How much longer?, will people wear nazi armbands and dye their hair… se preguntaba Mark Perry, el colgado de Alternative TV en 1977. Estábamos a poco de ingresar en el redil de las monarquías parlamentarias pactadas. Los ingredientes, pacto, pacto y pacto. La Moncloa era un pacto más grande que el de los Tataglia y los Corleone en El Padrino.

Celebramos treinta y tres años de constitución congelada. Espantado el fantasma del militarismo joseantoniano, el del sovietismo y asentado el culo en los favores debidos a la CIa, a la casa Borbón y a las grandes máquinas de tostar ladrillos para toda la geografía ibérica, aquí andamos. Las esferas de la ciudadanía y de las normas cada día más alejadas. Los regentes las van alejando sibilinamente mientras cuelan pétites affaires, avances sociales de couché, iphones, vuelos low cost para la masa enfurecida, una de fútbol entre medias y otra de soy español con el tenis o lo que se preste.

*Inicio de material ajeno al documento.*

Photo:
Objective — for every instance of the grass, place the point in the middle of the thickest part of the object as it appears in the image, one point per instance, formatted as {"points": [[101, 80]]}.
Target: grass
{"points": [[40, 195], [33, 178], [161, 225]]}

Ya lo analizan Yuval Taylor y Hugh Barker en su artículo, ATV parodiaban las poses de las tribus urbanas que se cebaban en “anarchy, fascism and boredom”. Aquí se nos ha  llenado tanto el estómago de Constitución, constitución y constitución (y Estatuto) que ya no sabemos ni qué significa, ni por dónde tira. Se habla de nada mientras se mira embobado al todo.

Well, you all don’t know nothing / we all don’t know nothing and we all don’t fucking care.